Although some professors are strongly insisting that students should buy textbooks, a lot of students do not feel obligated to buy textbooks. The dominant response from the opposing side is that textbooks are too expensive. While most students usually gain money by having part-time jobs or receiving allowance from their parents, the reality of the total average cost of their textbooks going up to \100,000, as 30% of the respondents replied to Campus Life, is just too burdensome and unpleasant. Yoon Min-ju (Fresh, Dept. of Korean Language & Lit.) said, “I believe that textbooks are essential, but high prices make me uncomfortable when buying them.” In 2011, there was even an incident where someone stole textbooks in Yonsei’s Central Library. All these show how high prices of textbooks become a large burden for university students.
   In addition to high prices of textbooks, many students agree that buying heavy textbooks is an inefficient way to study when there have been advances in modern technology, such as E-book services. Carrying thick and heavy textbooks while using public transportation such as subways and buses cannot be any more stressful. Moreover, textbooks do not always have to be new; students can get their textbooks from their sun-baes or the flea market at a relatively cheap price. A receipt of a new textbook does not prove students’ sincerity for the class.

The solution

Although there are various factors clashing in this controversy, there are several possible solutions. One solution is a service which allows the students to borrow textbooks for an extended period. In some universities, such as Seoul National University, this service is already in effect. However, this service is not perfect in that the school may have to pay for the damage when students misuse the textbooks, which in the long run might raise the probability of discontinuing the service.
   Another is the flea market. In a flea market, students can get a used textbook for a cheap price. In a similar way, handing over the textbook between sun-baes and hu-baes is thought to be one of the solutions for this issue. However, this solution is not perfect because the flea market cannot fulfill all demands for textbooks.
Therefore, a more fundamental solution like professors making full use of the textbooks in their lectures is suggested, so that the students would not regret buying the textbooks. Also, lowering the price of the textbooks may be an important enhancement, since it is only the price that students are uncomfortable with, not buying textbooks itself. However, the price of textbooks may not be lowered easily, because many economic agents such as the author and the publishing company are direct benefactors from the sale of textbooks. Therefore, a more realistic solution to lower the prices is necessary for students and professors. Purchasing textbooks as a group could be recommended since students would be able to buy them at a lower price.

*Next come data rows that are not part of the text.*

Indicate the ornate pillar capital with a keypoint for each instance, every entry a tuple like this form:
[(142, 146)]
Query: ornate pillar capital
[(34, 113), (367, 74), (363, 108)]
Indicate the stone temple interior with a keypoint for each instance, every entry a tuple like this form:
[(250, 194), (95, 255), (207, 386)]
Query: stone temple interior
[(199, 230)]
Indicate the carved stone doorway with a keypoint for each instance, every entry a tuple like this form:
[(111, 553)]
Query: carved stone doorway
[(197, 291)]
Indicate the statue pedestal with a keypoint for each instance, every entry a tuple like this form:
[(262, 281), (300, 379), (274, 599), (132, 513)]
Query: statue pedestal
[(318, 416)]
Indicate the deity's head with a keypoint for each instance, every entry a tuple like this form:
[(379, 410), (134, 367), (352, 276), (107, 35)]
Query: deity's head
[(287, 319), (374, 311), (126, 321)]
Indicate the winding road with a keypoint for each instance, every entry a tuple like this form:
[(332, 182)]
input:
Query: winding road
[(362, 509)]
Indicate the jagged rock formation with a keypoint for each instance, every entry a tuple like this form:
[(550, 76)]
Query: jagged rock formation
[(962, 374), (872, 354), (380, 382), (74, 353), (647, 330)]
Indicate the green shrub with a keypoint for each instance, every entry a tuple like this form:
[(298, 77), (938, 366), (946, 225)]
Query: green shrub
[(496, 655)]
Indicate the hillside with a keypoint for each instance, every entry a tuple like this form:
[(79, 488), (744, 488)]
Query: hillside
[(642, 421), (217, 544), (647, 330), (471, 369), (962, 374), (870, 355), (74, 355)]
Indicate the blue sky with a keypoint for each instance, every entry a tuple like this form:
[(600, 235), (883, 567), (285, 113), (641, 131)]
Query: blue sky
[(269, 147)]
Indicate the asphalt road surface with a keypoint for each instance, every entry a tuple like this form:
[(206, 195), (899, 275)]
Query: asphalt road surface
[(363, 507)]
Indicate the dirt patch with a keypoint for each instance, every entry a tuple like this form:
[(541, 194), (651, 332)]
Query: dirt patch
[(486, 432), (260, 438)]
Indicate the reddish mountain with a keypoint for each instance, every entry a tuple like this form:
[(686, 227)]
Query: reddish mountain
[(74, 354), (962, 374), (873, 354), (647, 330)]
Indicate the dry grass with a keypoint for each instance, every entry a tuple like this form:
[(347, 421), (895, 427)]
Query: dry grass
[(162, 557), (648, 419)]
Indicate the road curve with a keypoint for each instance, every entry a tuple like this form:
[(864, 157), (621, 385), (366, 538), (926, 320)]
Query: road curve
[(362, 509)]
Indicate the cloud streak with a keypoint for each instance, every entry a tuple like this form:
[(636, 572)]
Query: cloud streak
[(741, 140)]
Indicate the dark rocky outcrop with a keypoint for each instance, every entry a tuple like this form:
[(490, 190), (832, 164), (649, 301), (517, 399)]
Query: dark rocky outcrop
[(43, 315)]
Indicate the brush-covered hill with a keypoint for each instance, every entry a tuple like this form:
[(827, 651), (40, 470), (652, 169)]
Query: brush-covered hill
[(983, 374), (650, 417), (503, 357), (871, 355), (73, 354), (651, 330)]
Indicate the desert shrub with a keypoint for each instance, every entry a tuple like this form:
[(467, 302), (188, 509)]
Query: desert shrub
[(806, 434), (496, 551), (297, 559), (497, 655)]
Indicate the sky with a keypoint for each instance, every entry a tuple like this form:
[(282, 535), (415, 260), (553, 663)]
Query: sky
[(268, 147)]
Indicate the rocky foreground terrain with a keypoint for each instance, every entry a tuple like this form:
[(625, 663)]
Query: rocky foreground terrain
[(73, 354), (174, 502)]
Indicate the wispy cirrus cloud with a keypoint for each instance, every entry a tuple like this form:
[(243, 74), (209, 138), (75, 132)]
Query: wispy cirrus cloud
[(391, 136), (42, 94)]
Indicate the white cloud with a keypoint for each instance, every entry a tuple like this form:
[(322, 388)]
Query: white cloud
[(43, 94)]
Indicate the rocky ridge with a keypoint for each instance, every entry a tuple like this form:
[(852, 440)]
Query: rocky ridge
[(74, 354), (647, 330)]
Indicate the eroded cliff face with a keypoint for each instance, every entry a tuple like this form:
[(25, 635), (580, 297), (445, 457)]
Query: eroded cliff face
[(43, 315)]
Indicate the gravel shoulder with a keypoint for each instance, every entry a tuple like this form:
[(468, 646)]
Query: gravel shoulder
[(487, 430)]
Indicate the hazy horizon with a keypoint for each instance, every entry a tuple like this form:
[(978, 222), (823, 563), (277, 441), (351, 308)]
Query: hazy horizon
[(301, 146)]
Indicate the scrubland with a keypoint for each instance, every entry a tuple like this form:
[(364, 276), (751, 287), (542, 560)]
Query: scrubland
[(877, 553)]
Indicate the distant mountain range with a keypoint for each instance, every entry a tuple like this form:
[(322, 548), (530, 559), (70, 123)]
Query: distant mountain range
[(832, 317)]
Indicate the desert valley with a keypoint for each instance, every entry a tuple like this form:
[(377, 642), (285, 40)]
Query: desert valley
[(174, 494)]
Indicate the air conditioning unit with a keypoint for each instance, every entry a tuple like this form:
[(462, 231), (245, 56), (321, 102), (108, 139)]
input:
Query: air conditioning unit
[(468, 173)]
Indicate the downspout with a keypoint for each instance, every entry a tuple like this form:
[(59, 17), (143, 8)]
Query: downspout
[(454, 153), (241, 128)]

*              *              *

Though advances in technology have made textbooks inefficient and high prices have repelled students from buying textbooks, it is true that preparing textbooks is one of the essential duties of the students. Students should not avoid their responsibility by having high prices of books as an excuse. However, since high prices become a large burden to students, a more fundamental approach will have to be thought of. It is important that both sides try their best to agree on the changing trend in modern society and the students’ duty by active communication.